A primeira proposta consiste em considerar que a limitação da prescrição da pretensão punitiva retroativa da Lei 12.234/2010 não se aplica a esses casos específicos. Isso significa que a prescrição seria calculada com base na pena imposta na sentença anulada, levando em conta a impossibilidade de uma condenação mais grave na nova sentença, e contando a partir da consumação do crime (artigo 111, I, CP).
A segunda proposta consiste em considerar, nestas hipóteses excepcionais, válidos os efeitos do recebimento da denúncia anterior no que diz respeito à interrupção da prescrição.
A primeira proposta é a mais favorável ao acusado, embora a segunda pareça, além de tecnicamente correta, ter maior potencial de reconhecimento judicial, pois não demanda o afastamento de norma vigente — ainda que a primeira só o exija em casos pontuais, com argumentação plausível.

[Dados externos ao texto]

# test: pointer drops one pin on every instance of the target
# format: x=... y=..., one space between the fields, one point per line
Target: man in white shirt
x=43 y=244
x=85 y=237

Ambas as propostas tentam conferir coerência ao regime jurídico da prescrição penal, de modo que não sejam extraídos efeitos aberrantes de enunciados criados para ampliar direitos de acusados. Por exemplo, o trecho de julgado do STJ citado, segundo o qual o recebimento da denúncia por juízo absolutamente incompetente não interrompe o prazo prescricional.
Segundo Zaffaroni, Batista, Alagia e Slokar (2011, p. 152), a "completude lógica" é pressuposto de sistemas de dogmática jurídica, exigindo o afastamento de contradições internas. O enunciado acima não é em si contraditório com as demais normas que compõem o ordenamento jurídico. Ao revés, é logicamente consistente e visa impedir a eternização da possibilidade de habilitação do poder de punir estatal diante de determinado fato, barrando a multiplicação de marcos interruptivos da contagem prescricional.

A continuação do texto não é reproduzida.